The Agilent 1260 Infinity Capillary LC System (Agilent Technologies, Santa Clara, CA, USA) was used for basic reverse-phase liquid chromatographic fractionation and includes a binary pump, variable wavelength detector, an autosampler, and an automatic fraction collector. Dried samples were reconstituted in solvent A (10-mM TEAB, pH 8.5) and loaded onto an Agilent Zorbax 300Extend-C18 HPLC column (4.6 mm × 25 cm, 5 µm; Agilent Technologies). Peptides were resolved using a gradient of 2% to 50% solvent B (10-mM TEAB in 90% acetonitrile, pH 8.5) at a flow rate of 0.3 mL/min over 100 minutes, collecting 96 fractions. Subsequently, the fractions were concatenated into 24 fractions followed by vacuum drying using a SpeedVac vacuum concentrator (Thermo Fisher Scientific). The dried peptides were suspended in 30 µL of 0.1% formic acid, and 15 µL was injected.

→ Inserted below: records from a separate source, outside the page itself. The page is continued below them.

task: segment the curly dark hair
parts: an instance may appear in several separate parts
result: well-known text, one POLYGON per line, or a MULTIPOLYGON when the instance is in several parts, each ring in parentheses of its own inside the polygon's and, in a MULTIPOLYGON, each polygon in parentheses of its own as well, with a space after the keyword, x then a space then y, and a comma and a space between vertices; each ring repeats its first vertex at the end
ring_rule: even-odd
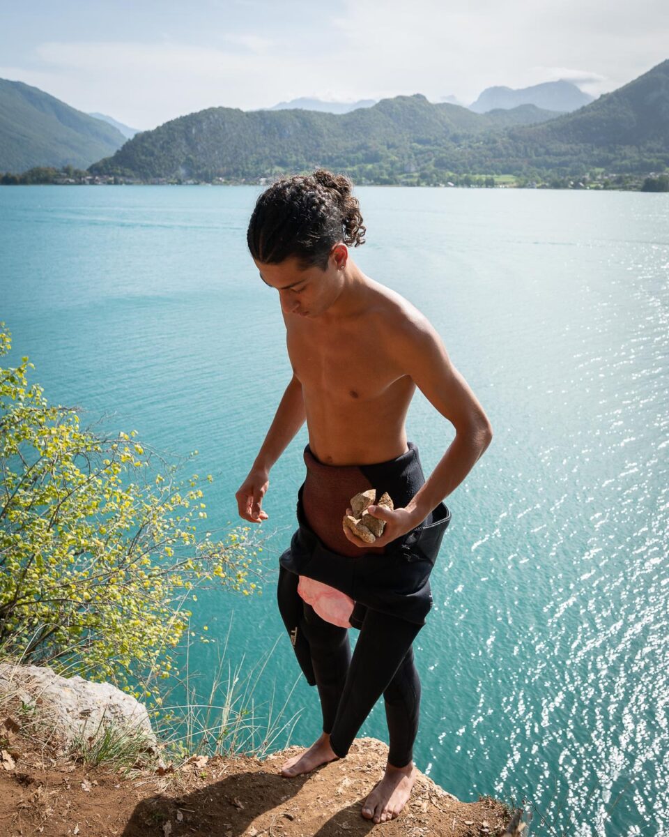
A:
POLYGON ((304 268, 324 270, 334 244, 365 244, 360 203, 353 183, 324 168, 282 177, 256 201, 247 232, 251 255, 265 264, 296 256, 304 268))

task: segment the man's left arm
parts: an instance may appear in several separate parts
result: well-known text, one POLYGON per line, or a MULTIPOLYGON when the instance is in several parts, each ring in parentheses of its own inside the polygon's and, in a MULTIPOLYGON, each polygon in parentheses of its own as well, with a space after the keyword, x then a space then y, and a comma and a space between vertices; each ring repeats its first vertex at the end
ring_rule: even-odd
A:
MULTIPOLYGON (((473 468, 493 439, 483 408, 451 362, 446 348, 426 318, 414 316, 396 332, 394 349, 416 387, 455 428, 455 439, 437 467, 404 509, 383 506, 367 511, 386 521, 375 546, 383 547, 421 523, 473 468)), ((348 535, 348 533, 347 533, 348 535)))

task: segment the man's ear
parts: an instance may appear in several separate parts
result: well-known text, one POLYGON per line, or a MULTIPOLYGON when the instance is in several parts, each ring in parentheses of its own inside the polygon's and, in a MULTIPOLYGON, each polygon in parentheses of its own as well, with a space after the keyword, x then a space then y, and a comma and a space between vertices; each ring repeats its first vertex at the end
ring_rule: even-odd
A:
POLYGON ((334 267, 338 270, 344 270, 346 266, 346 262, 349 260, 349 249, 343 241, 340 241, 339 244, 334 244, 330 250, 330 258, 334 259, 334 267))

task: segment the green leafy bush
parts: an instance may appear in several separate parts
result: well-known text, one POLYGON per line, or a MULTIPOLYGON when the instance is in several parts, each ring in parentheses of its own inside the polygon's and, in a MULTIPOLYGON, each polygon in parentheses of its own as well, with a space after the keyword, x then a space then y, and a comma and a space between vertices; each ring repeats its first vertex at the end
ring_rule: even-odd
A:
MULTIPOLYGON (((0 357, 11 347, 4 326, 0 357)), ((258 591, 262 547, 248 526, 198 536, 197 475, 177 483, 163 460, 155 473, 135 430, 81 429, 77 408, 28 387, 28 367, 0 367, 0 648, 126 689, 140 682, 135 696, 148 697, 178 675, 171 651, 195 591, 258 591)))

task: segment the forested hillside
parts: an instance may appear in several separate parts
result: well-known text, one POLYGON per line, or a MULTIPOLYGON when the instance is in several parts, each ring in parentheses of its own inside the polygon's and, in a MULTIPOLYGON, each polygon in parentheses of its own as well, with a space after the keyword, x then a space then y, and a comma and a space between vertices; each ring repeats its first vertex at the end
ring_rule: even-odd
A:
POLYGON ((37 87, 0 79, 0 172, 35 166, 85 168, 125 141, 110 125, 37 87))

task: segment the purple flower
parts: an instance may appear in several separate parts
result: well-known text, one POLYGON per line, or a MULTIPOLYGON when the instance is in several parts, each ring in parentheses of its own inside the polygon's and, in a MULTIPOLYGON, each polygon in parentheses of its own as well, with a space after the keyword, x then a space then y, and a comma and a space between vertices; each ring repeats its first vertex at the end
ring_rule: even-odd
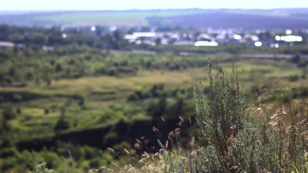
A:
POLYGON ((161 154, 163 154, 164 153, 164 149, 161 148, 160 150, 160 153, 161 153, 161 154))

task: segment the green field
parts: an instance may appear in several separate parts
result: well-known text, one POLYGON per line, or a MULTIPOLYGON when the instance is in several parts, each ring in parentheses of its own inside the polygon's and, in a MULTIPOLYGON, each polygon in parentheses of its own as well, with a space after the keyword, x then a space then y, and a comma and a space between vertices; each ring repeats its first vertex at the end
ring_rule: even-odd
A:
MULTIPOLYGON (((11 57, 2 60, 0 70, 0 111, 7 117, 2 121, 0 138, 0 167, 5 172, 13 167, 31 170, 26 163, 18 163, 28 157, 38 158, 29 161, 34 165, 54 160, 48 166, 56 170, 65 167, 61 156, 71 159, 80 171, 111 161, 119 163, 106 147, 132 149, 134 141, 123 134, 129 131, 119 126, 145 125, 141 132, 136 130, 137 138, 139 133, 150 134, 151 126, 160 125, 161 116, 170 124, 176 124, 179 116, 193 118, 191 79, 202 81, 209 92, 207 57, 110 53, 87 48, 61 55, 41 51, 29 57, 23 51, 18 54, 5 51, 11 57), (90 132, 99 136, 87 136, 90 132), (79 144, 66 137, 71 136, 79 144), (31 149, 36 154, 29 152, 31 149), (72 151, 71 157, 67 150, 72 151)), ((227 74, 232 72, 233 63, 238 66, 251 104, 271 103, 277 107, 308 97, 307 69, 290 60, 213 56, 211 62, 227 74)), ((191 125, 186 133, 197 135, 196 124, 191 125)), ((155 141, 159 137, 166 137, 150 138, 155 141)))

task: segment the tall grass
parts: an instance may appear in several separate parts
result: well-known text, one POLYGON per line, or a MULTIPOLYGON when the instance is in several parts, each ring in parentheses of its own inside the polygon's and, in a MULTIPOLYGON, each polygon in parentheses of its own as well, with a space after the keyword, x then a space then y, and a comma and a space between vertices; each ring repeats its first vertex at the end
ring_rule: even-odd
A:
MULTIPOLYGON (((197 146, 193 138, 189 149, 178 147, 168 151, 168 144, 159 141, 161 149, 155 154, 144 152, 140 160, 141 167, 134 166, 131 159, 131 164, 125 163, 125 167, 118 166, 117 170, 308 173, 308 103, 294 100, 276 111, 270 104, 249 105, 240 85, 237 68, 233 67, 227 77, 219 66, 213 74, 211 67, 209 62, 209 95, 205 95, 201 83, 193 89, 197 121, 208 144, 197 146)), ((124 151, 130 155, 129 151, 124 151)), ((115 171, 102 166, 89 172, 102 171, 115 171)))

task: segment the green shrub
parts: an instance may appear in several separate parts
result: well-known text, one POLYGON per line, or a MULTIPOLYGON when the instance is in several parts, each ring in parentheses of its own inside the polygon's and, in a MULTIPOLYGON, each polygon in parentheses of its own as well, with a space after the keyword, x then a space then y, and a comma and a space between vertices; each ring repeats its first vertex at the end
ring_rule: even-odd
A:
POLYGON ((22 101, 22 97, 19 94, 14 94, 13 96, 13 100, 15 102, 20 102, 22 101))
POLYGON ((106 145, 110 144, 115 144, 119 140, 118 134, 115 132, 109 132, 106 135, 103 141, 103 145, 106 145))

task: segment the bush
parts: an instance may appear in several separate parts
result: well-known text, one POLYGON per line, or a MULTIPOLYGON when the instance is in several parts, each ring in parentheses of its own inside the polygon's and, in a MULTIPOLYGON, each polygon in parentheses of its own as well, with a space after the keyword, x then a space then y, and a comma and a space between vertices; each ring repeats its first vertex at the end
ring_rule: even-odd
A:
POLYGON ((13 96, 13 100, 15 102, 20 102, 22 101, 22 97, 20 95, 14 94, 13 96))
POLYGON ((57 122, 57 124, 55 126, 55 131, 61 131, 68 129, 69 124, 68 121, 66 120, 64 117, 60 117, 57 122))
POLYGON ((107 146, 115 144, 118 141, 118 134, 115 132, 109 132, 105 136, 103 141, 103 145, 107 146))

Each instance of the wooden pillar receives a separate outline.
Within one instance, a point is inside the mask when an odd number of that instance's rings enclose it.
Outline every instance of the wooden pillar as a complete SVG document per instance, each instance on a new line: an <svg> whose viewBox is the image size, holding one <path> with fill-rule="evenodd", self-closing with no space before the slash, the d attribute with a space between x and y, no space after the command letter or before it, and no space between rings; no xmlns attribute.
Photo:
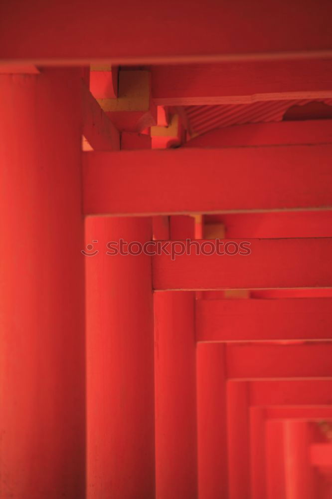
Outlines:
<svg viewBox="0 0 332 499"><path fill-rule="evenodd" d="M227 498L225 345L197 346L199 499Z"/></svg>
<svg viewBox="0 0 332 499"><path fill-rule="evenodd" d="M310 454L310 423L288 420L284 431L287 499L315 499L317 496Z"/></svg>
<svg viewBox="0 0 332 499"><path fill-rule="evenodd" d="M193 239L194 219L171 217L172 240ZM157 499L197 498L195 293L154 294Z"/></svg>
<svg viewBox="0 0 332 499"><path fill-rule="evenodd" d="M0 76L0 496L84 497L79 69Z"/></svg>
<svg viewBox="0 0 332 499"><path fill-rule="evenodd" d="M123 149L151 147L147 136L123 132L122 139ZM93 247L87 252L99 252L86 257L87 497L152 499L153 248L140 251L152 239L152 219L88 217L85 233Z"/></svg>
<svg viewBox="0 0 332 499"><path fill-rule="evenodd" d="M249 384L227 383L227 444L229 499L250 494Z"/></svg>
<svg viewBox="0 0 332 499"><path fill-rule="evenodd" d="M251 407L249 413L251 497L266 499L265 409Z"/></svg>

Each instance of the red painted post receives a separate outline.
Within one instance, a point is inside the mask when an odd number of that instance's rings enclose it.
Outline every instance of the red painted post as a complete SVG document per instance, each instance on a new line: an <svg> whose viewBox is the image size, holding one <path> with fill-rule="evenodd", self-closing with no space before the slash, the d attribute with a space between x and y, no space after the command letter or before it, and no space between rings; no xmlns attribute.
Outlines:
<svg viewBox="0 0 332 499"><path fill-rule="evenodd" d="M251 407L249 414L251 497L266 499L265 411L264 407Z"/></svg>
<svg viewBox="0 0 332 499"><path fill-rule="evenodd" d="M227 384L229 499L250 494L249 384Z"/></svg>
<svg viewBox="0 0 332 499"><path fill-rule="evenodd" d="M194 219L172 217L173 240L193 239ZM197 498L195 294L154 294L157 499Z"/></svg>
<svg viewBox="0 0 332 499"><path fill-rule="evenodd" d="M228 497L226 358L222 343L197 345L198 497Z"/></svg>
<svg viewBox="0 0 332 499"><path fill-rule="evenodd" d="M0 496L84 497L79 69L0 76Z"/></svg>
<svg viewBox="0 0 332 499"><path fill-rule="evenodd" d="M151 239L150 218L88 217L87 487L89 499L155 496L154 339L151 257L107 254L120 238ZM127 251L129 247L125 247ZM134 251L137 245L133 246Z"/></svg>
<svg viewBox="0 0 332 499"><path fill-rule="evenodd" d="M316 499L316 484L310 460L313 440L307 421L285 421L285 464L287 499Z"/></svg>
<svg viewBox="0 0 332 499"><path fill-rule="evenodd" d="M265 423L267 499L289 499L285 488L284 427L280 420Z"/></svg>

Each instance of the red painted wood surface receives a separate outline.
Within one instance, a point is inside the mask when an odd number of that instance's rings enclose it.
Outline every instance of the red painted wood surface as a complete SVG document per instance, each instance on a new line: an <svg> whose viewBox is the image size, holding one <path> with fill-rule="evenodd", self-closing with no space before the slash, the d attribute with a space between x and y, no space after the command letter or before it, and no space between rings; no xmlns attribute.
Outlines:
<svg viewBox="0 0 332 499"><path fill-rule="evenodd" d="M194 219L170 217L170 236L193 237ZM197 497L195 294L154 294L156 497Z"/></svg>
<svg viewBox="0 0 332 499"><path fill-rule="evenodd" d="M227 497L224 345L197 346L198 497Z"/></svg>
<svg viewBox="0 0 332 499"><path fill-rule="evenodd" d="M190 254L178 255L172 260L167 254L154 256L154 288L222 289L332 286L332 238L248 241L251 250L249 255L196 254L193 247ZM201 240L198 241L199 251L203 244ZM211 247L206 249L209 250Z"/></svg>
<svg viewBox="0 0 332 499"><path fill-rule="evenodd" d="M266 53L312 58L313 51L330 53L332 12L327 0L319 8L314 0L304 4L300 0L291 4L286 0L277 4L271 0L254 4L208 0L204 15L192 7L188 0L165 5L146 0L143 6L134 0L115 5L98 0L93 8L86 0L66 4L53 0L42 8L37 0L28 5L14 0L0 10L0 58L141 64L261 58ZM70 29L63 29L65 19L70 20Z"/></svg>
<svg viewBox="0 0 332 499"><path fill-rule="evenodd" d="M84 212L327 209L332 206L332 152L325 145L87 152Z"/></svg>
<svg viewBox="0 0 332 499"><path fill-rule="evenodd" d="M316 477L310 462L314 438L310 425L306 421L286 420L284 428L286 497L316 499Z"/></svg>
<svg viewBox="0 0 332 499"><path fill-rule="evenodd" d="M332 404L332 378L255 380L250 387L252 405Z"/></svg>
<svg viewBox="0 0 332 499"><path fill-rule="evenodd" d="M227 354L228 356L228 354ZM228 359L227 361L228 364ZM226 392L229 499L245 497L250 490L247 383L228 384Z"/></svg>
<svg viewBox="0 0 332 499"><path fill-rule="evenodd" d="M0 76L1 498L85 489L79 70Z"/></svg>
<svg viewBox="0 0 332 499"><path fill-rule="evenodd" d="M332 376L332 343L229 343L227 375L234 378Z"/></svg>
<svg viewBox="0 0 332 499"><path fill-rule="evenodd" d="M287 499L284 424L282 421L270 421L263 429L266 432L266 497Z"/></svg>
<svg viewBox="0 0 332 499"><path fill-rule="evenodd" d="M85 257L87 495L155 496L151 257L108 255L109 241L143 244L151 219L89 217Z"/></svg>
<svg viewBox="0 0 332 499"><path fill-rule="evenodd" d="M163 106L332 97L332 65L327 58L153 66L153 96Z"/></svg>
<svg viewBox="0 0 332 499"><path fill-rule="evenodd" d="M228 239L332 236L332 210L219 214L205 215L204 220L205 231L222 224Z"/></svg>
<svg viewBox="0 0 332 499"><path fill-rule="evenodd" d="M331 339L332 299L199 300L199 341Z"/></svg>

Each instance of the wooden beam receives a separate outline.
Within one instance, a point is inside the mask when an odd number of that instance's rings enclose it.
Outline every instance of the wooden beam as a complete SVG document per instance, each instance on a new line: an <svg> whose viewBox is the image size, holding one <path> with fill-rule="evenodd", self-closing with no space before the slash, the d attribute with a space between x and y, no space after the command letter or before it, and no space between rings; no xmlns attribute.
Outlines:
<svg viewBox="0 0 332 499"><path fill-rule="evenodd" d="M313 444L310 455L313 466L332 467L332 444Z"/></svg>
<svg viewBox="0 0 332 499"><path fill-rule="evenodd" d="M228 239L332 237L332 210L220 214L205 215L204 220L205 239L221 238L222 232ZM217 229L216 236L206 235Z"/></svg>
<svg viewBox="0 0 332 499"><path fill-rule="evenodd" d="M332 298L198 300L198 341L332 339Z"/></svg>
<svg viewBox="0 0 332 499"><path fill-rule="evenodd" d="M42 8L37 0L13 0L0 10L0 59L82 65L326 56L331 17L328 0L206 0L195 8L189 0L96 0L93 8L87 0L50 0Z"/></svg>
<svg viewBox="0 0 332 499"><path fill-rule="evenodd" d="M228 383L241 382L230 381ZM255 380L250 382L252 406L290 404L331 405L332 378L328 379Z"/></svg>
<svg viewBox="0 0 332 499"><path fill-rule="evenodd" d="M120 149L120 135L84 82L82 83L83 134L97 151Z"/></svg>
<svg viewBox="0 0 332 499"><path fill-rule="evenodd" d="M227 242L220 242L222 248L228 248ZM252 239L247 242L251 251L247 255L202 254L202 249L207 251L216 247L215 240L192 241L187 251L190 254L178 254L173 260L166 254L156 255L152 259L153 287L156 290L198 290L332 286L332 238ZM234 243L239 247L239 240L233 241L235 248ZM171 247L168 248L170 251Z"/></svg>
<svg viewBox="0 0 332 499"><path fill-rule="evenodd" d="M332 145L87 152L84 212L326 209L332 154Z"/></svg>
<svg viewBox="0 0 332 499"><path fill-rule="evenodd" d="M0 64L0 74L39 74L32 64Z"/></svg>
<svg viewBox="0 0 332 499"><path fill-rule="evenodd" d="M280 406L264 409L267 419L306 419L322 421L332 419L332 406Z"/></svg>
<svg viewBox="0 0 332 499"><path fill-rule="evenodd" d="M162 106L331 98L332 66L327 58L154 66L153 96Z"/></svg>
<svg viewBox="0 0 332 499"><path fill-rule="evenodd" d="M332 343L228 344L226 355L229 379L332 376Z"/></svg>
<svg viewBox="0 0 332 499"><path fill-rule="evenodd" d="M332 143L332 120L247 123L216 128L188 140L184 147L304 145Z"/></svg>

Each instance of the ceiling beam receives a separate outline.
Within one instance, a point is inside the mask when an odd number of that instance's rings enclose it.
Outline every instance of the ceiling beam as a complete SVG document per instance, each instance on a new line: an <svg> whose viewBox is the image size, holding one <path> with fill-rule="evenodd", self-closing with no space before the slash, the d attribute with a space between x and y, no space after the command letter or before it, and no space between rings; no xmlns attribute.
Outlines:
<svg viewBox="0 0 332 499"><path fill-rule="evenodd" d="M319 288L332 287L332 238L252 239L250 254L207 254L216 240L190 242L191 249L173 248L174 259L163 252L152 256L156 290ZM228 250L227 240L219 250ZM241 240L228 245L234 250ZM233 245L233 246L232 246ZM166 244L164 248L166 247ZM159 252L161 252L160 251ZM196 254L196 252L198 253ZM205 252L205 254L202 254Z"/></svg>
<svg viewBox="0 0 332 499"><path fill-rule="evenodd" d="M0 8L0 60L142 64L326 56L329 0L11 0Z"/></svg>
<svg viewBox="0 0 332 499"><path fill-rule="evenodd" d="M332 298L197 300L198 341L332 339Z"/></svg>
<svg viewBox="0 0 332 499"><path fill-rule="evenodd" d="M83 154L86 215L332 207L332 145Z"/></svg>
<svg viewBox="0 0 332 499"><path fill-rule="evenodd" d="M228 344L229 379L325 377L332 375L332 343Z"/></svg>
<svg viewBox="0 0 332 499"><path fill-rule="evenodd" d="M332 67L328 58L154 66L153 97L162 106L331 98Z"/></svg>

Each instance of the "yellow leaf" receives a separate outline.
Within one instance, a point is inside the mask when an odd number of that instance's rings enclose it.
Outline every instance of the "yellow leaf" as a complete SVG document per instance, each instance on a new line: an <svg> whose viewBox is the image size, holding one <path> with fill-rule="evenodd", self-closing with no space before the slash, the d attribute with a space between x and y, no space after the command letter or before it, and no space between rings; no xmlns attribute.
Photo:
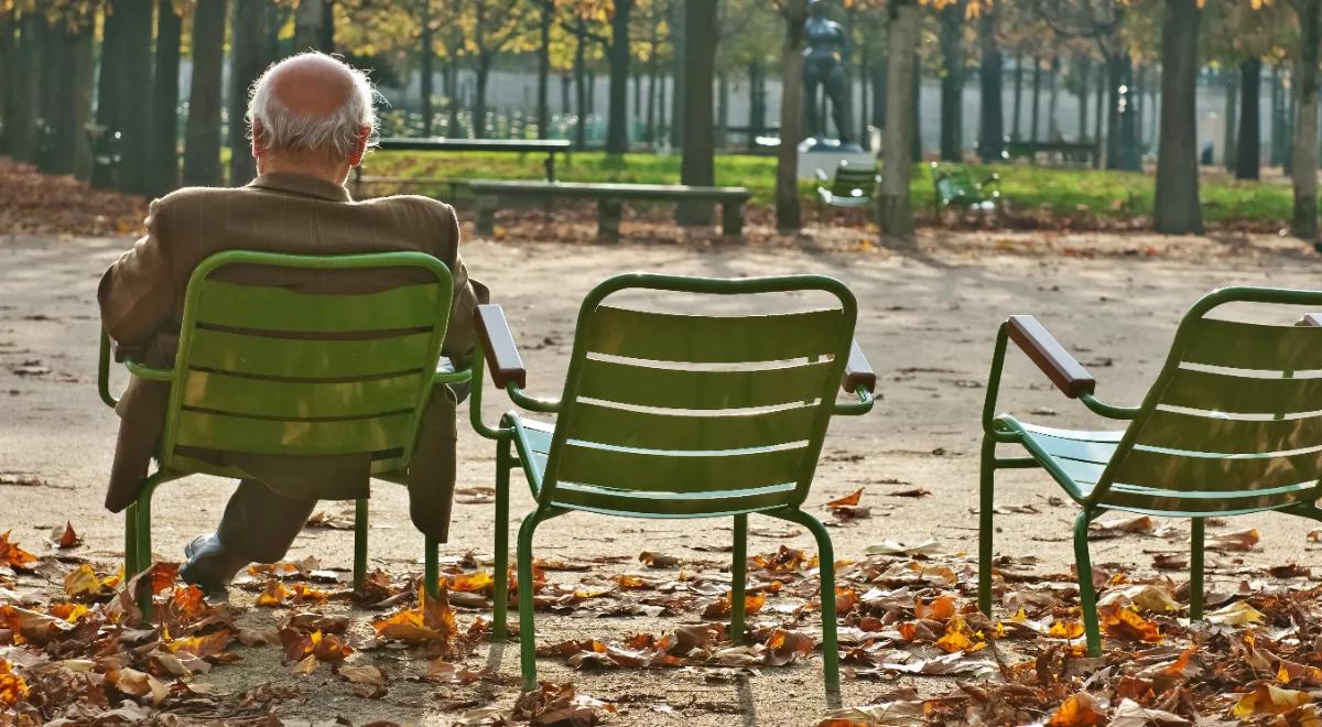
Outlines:
<svg viewBox="0 0 1322 727"><path fill-rule="evenodd" d="M1231 712L1240 719L1268 714L1285 714L1311 701L1313 698L1307 691L1259 685L1257 689L1240 698Z"/></svg>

The fractionated peptides were analyzed on an Orbitrap Fusion Lumos Tribrid Mass Spectrometer coupled with an Ultimate 3000 RSLCnano nano-flow liquid chromatography system (Thermo Fisher Scientific). The peptides from each fraction were loaded on an Acclaim PepMap100 Nano-Trap Column (100 µm × 2 cm; Thermo Fisher Scientific) packed with 5-µm C₁₈ particles at a flow rate of 8 µL/min. Peptides were resolved at a 300-nL/min flow rate using a linear gradient of 8% to 35% solvent B (0.1% formic acid in 95% acetonitrile) over 95 minutes on an EASY-Spray HPLC column (75 µm × 50 cm; Thermo Fisher Scientific) packed with 2-µm C₁₈ particles and fitted with an EASY-Spray ion source that was operated at a voltage of 2.0 kV.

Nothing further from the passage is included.